Tropical cyclones (TCs) have been observed to change size under a variety of environmental conditions. Several numerical studies conducted within the last decade have looked at the environmental conditions and associated physical mechanisms that likely cause TC size changes. Generally, their results have shown that high relative humidity and surface energy fluxes favor TC size expansion. Variables that negatively impact TC size and structure changes include high vertical wind shear and dry-air intrusion.

This study examines historical TC cases where the wind field made a significant expansion or contraction while maintaining an intensity of at least 50 kt during its lifetime. Size changes are evaluated using the Tropical Cyclone Extended Best Track Dataset which contains the maximum radial extent of the 64-, 50-, and 34-kt wind in four quadrants.

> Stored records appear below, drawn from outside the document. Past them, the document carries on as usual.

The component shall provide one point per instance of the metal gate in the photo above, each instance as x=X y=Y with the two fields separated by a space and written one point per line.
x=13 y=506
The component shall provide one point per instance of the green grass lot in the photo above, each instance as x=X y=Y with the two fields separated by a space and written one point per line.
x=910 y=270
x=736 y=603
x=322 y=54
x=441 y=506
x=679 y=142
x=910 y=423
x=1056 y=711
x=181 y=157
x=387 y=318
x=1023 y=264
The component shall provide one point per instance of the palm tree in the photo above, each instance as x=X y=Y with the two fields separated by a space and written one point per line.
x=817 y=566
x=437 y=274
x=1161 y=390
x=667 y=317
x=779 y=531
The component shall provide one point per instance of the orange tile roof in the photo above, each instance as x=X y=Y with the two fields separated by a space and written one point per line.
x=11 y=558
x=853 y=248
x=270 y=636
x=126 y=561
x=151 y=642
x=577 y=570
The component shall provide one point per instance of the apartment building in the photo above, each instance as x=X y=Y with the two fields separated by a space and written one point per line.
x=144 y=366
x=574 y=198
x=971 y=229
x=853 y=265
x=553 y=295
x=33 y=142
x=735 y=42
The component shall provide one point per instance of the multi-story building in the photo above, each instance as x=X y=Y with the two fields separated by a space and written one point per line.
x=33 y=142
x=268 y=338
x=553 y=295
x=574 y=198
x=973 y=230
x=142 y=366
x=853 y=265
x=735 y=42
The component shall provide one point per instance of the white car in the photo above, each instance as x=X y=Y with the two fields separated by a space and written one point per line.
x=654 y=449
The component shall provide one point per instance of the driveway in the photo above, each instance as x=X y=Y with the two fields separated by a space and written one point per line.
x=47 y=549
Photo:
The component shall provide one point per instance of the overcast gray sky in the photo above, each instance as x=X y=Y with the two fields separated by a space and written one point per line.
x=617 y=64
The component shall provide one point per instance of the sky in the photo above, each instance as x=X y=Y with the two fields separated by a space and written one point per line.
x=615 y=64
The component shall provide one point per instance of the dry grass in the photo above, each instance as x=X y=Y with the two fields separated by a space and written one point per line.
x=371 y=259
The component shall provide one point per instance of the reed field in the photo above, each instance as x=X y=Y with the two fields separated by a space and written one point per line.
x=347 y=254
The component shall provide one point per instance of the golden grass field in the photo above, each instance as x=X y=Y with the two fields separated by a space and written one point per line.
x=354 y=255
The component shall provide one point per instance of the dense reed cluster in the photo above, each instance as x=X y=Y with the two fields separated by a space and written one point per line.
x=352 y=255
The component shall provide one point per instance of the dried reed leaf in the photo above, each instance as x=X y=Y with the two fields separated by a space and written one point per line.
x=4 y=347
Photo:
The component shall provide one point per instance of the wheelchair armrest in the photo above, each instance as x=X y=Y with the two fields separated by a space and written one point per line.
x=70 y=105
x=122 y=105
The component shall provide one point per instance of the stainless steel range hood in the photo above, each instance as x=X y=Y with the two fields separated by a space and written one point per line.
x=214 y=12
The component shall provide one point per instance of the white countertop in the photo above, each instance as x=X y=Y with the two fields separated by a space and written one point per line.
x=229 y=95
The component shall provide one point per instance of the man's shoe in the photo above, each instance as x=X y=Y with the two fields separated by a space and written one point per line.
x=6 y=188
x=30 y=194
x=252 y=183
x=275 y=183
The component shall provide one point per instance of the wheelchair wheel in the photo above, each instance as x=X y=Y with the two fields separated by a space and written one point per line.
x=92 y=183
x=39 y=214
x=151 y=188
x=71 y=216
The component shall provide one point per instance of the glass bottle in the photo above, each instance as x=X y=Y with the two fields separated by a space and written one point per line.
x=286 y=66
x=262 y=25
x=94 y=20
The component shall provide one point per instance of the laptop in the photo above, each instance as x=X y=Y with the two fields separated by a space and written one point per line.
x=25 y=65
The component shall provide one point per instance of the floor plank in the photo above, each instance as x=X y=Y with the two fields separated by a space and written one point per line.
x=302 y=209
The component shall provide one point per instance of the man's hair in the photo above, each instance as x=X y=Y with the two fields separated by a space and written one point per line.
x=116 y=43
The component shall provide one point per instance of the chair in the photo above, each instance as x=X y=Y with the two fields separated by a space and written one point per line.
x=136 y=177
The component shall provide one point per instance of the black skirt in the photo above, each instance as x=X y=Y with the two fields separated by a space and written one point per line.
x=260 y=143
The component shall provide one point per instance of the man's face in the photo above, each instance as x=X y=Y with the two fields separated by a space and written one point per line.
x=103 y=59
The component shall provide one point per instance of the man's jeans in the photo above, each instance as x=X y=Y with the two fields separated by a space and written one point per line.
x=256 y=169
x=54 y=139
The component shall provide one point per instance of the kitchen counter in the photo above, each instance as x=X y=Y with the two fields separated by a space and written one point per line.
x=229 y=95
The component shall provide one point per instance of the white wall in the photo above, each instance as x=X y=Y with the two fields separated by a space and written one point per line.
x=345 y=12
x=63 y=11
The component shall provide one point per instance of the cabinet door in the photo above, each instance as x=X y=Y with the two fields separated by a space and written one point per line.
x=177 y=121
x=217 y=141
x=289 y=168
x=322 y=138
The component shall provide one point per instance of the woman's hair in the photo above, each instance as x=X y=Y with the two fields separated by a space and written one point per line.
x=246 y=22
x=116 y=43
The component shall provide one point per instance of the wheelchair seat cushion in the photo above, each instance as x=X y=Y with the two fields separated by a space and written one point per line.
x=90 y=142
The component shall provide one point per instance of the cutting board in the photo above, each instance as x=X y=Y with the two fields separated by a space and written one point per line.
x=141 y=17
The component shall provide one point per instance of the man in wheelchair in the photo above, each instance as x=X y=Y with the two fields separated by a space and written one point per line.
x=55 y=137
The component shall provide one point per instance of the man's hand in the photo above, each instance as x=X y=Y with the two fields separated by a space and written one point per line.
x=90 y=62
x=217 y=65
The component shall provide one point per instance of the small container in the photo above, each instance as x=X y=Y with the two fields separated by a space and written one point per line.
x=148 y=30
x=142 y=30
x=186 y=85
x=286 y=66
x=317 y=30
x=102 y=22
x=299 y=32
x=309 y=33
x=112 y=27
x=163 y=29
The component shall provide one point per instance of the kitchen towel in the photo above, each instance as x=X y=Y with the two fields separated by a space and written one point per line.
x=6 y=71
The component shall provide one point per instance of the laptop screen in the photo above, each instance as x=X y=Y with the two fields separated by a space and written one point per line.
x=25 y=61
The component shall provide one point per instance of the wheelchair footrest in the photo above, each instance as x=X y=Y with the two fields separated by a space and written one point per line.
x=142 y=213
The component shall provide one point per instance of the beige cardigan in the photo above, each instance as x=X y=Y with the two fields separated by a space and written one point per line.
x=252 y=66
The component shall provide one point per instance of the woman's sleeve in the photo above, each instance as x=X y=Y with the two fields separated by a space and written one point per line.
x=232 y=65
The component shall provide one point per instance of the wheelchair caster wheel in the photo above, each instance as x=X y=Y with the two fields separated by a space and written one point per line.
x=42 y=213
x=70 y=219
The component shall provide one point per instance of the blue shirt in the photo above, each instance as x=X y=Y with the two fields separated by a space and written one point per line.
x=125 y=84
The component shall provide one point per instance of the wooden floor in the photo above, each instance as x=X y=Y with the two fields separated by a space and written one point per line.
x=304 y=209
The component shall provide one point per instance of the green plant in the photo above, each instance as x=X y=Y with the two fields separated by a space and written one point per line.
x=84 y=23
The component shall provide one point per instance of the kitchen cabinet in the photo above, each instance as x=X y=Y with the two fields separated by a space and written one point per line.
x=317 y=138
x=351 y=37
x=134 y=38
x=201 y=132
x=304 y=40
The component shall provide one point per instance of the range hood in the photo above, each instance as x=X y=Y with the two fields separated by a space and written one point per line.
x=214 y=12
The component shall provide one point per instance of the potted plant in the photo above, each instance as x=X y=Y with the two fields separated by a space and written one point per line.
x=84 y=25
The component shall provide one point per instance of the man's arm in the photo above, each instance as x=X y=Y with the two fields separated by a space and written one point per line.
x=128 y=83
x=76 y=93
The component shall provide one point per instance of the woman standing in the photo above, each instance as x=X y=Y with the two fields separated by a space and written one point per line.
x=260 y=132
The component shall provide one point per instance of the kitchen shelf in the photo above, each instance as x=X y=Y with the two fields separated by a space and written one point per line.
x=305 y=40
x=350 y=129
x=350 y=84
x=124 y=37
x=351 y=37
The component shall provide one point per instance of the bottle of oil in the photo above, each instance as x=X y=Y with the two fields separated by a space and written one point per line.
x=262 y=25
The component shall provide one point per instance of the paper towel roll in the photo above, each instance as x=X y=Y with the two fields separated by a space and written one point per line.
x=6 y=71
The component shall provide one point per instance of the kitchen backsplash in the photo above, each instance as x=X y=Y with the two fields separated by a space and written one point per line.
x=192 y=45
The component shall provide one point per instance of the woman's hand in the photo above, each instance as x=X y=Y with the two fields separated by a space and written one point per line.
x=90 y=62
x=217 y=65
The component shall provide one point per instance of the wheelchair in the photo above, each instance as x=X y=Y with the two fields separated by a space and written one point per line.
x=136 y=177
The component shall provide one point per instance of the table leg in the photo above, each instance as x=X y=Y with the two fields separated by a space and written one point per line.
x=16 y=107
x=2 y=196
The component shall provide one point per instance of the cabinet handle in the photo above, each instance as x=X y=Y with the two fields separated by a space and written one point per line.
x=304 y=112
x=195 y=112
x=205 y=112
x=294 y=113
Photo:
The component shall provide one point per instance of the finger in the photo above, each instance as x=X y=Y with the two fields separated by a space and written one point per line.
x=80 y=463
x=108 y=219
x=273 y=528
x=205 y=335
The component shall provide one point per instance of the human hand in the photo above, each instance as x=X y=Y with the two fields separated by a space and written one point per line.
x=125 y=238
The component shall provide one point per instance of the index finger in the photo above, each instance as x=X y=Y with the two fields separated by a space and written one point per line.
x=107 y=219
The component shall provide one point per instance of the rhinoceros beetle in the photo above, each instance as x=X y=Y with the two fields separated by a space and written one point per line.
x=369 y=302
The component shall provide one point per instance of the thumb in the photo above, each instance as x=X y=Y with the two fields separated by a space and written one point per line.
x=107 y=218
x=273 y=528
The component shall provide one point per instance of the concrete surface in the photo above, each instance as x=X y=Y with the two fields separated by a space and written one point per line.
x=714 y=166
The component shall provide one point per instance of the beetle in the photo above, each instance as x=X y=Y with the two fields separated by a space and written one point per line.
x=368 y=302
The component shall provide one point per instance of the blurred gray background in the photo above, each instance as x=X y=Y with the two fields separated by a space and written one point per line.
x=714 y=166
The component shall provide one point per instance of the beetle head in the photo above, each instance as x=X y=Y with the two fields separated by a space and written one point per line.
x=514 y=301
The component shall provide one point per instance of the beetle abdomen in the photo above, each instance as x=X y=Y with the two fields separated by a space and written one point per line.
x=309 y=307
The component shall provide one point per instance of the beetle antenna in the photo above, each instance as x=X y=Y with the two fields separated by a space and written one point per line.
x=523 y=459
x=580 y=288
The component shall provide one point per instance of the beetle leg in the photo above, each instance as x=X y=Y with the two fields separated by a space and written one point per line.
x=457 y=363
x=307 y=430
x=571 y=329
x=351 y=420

The average 34-kt wind radius is used as an indicator of the size of the TC. For the purposes of this study the environment of a TC is investigated if the wind field either expanded or contracted in size at least 10 km radially in a 6-hour period.

Environmental quantities are derived from the 6-hourly, nominally 0.7 ERA-Interim global reanalysis dataset up to 120 h prior to the time of the size change. The fields analyzed in this study include relative humidity, specific humidity, atmospheric temperature, sea surface temperature, vertical wind shear, and surface energy fluxes. The goal of this study is to see if TC size changes correlate with changes in the surrounding environment similar to that shown in simulations and to analyze the mechanisms associated with those size changes. In this presentation we will compare results from the reanalysis with results previously obtained using numerical experiments.